Objectives: We assessed the economic and clinical implications of systematic long-term nutrition team follow-up of patients after percutaneous endoscopic gastrostomy.
Methods: We designed a prospective, randomized, controlled, single-blind trial in a large district hospital and its catchment area. All adult patients referred for a gastrostomy were eligible and randomized into two groups. The intervention group had regular follow-up by the nutrition team (weekly in hospital, monthly after discharge) with appropriate support and advice for patient, carer, and primary care professionals. The control group had no specific nutrition team input (as is often current practice). Endpoints to the study were 12 mo, elective removal of tube, or death. The primary outcome was total health care costs. Secondary outcomes were complications, length of stay, readmissions, nutritional status, and quality of life.

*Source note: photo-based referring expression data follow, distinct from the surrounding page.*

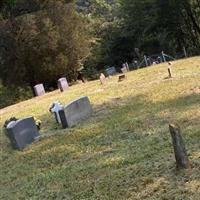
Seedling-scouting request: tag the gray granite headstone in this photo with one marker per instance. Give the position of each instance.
(55, 108)
(63, 84)
(22, 132)
(75, 112)
(111, 71)
(102, 78)
(39, 90)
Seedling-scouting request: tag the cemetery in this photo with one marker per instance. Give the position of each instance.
(132, 136)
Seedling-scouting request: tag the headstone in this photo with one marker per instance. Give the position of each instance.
(102, 78)
(169, 70)
(124, 69)
(111, 71)
(121, 77)
(22, 132)
(127, 66)
(39, 90)
(63, 84)
(55, 108)
(75, 112)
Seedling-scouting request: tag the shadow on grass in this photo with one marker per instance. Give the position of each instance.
(124, 150)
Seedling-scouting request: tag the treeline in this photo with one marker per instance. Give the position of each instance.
(129, 29)
(42, 40)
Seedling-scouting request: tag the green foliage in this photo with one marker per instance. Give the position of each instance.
(43, 45)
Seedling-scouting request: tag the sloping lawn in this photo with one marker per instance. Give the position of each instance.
(123, 151)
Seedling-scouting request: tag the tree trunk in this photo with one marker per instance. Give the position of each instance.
(181, 156)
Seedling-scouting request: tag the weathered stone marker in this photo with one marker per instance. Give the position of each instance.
(111, 71)
(63, 84)
(124, 69)
(55, 108)
(121, 78)
(181, 156)
(39, 90)
(75, 112)
(22, 132)
(102, 78)
(169, 68)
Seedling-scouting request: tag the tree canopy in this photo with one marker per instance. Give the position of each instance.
(41, 40)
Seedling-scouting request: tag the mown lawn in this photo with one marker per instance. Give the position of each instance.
(123, 151)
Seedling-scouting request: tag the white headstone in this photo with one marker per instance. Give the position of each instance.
(55, 108)
(39, 90)
(102, 78)
(63, 84)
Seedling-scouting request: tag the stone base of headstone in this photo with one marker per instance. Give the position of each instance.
(39, 90)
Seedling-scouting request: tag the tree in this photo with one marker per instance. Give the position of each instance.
(43, 44)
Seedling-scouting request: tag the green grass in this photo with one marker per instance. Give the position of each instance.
(123, 151)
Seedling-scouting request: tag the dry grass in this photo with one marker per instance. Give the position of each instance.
(123, 152)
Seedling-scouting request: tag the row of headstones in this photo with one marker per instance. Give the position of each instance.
(24, 131)
(62, 85)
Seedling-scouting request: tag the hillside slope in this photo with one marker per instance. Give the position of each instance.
(123, 152)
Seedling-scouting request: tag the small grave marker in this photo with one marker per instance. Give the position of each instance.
(75, 112)
(102, 78)
(169, 68)
(39, 90)
(63, 84)
(55, 108)
(111, 71)
(22, 132)
(122, 77)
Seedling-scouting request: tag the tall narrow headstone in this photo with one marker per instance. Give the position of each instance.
(55, 108)
(75, 112)
(22, 132)
(39, 90)
(63, 84)
(102, 78)
(111, 71)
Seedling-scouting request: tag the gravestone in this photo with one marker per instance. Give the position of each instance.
(169, 68)
(121, 78)
(75, 112)
(111, 71)
(124, 69)
(22, 132)
(39, 90)
(55, 108)
(102, 78)
(63, 84)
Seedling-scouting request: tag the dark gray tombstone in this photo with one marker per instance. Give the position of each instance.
(75, 112)
(22, 132)
(122, 77)
(63, 84)
(39, 90)
(111, 71)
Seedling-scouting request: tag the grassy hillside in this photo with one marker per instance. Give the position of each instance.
(123, 152)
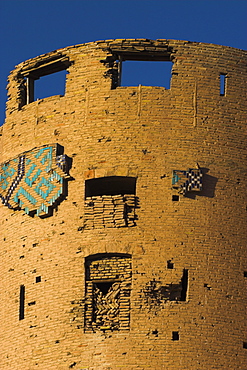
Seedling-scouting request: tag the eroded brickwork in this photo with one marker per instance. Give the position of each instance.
(140, 262)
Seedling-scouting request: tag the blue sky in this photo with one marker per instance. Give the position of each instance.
(32, 27)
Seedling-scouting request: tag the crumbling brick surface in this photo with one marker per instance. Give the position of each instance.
(183, 276)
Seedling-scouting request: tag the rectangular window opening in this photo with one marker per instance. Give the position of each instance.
(47, 79)
(38, 279)
(22, 302)
(175, 335)
(223, 84)
(184, 282)
(110, 202)
(50, 85)
(146, 73)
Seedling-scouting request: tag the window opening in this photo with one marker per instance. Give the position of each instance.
(38, 279)
(184, 283)
(22, 302)
(110, 202)
(170, 264)
(175, 335)
(108, 285)
(146, 73)
(46, 79)
(53, 84)
(223, 84)
(112, 185)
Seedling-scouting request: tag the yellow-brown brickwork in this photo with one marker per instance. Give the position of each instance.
(159, 282)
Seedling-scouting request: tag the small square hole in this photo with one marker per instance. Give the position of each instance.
(38, 279)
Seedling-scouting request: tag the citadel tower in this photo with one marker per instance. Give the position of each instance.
(123, 214)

Results: One hundred twelve patients were recruited. Eleven died before the start of the trial, leaving 47 in the intervention group and 54 in the control group. They were well matched for age, sex, and underlying diagnosis. Overall, the health care costs were 13,330 sterlings per patient in the intervention group compared with 16,858 pound sterlings in the control group (two-tailed, P = 0.27), a saving of 21% per patient. The intervention group had shorter lengths of stay, fewer and briefer readmissions, earlier removal of gastrostomy (where appropriate), shorter duration of feeding, and less demand for general practitioners and district nurse inputs. Nutritional status and quality of life were similar.
Conclusions: Regular systematic nutrition team follow-up for gastrostomy-fed patients does not increase costs and may improve quality of care.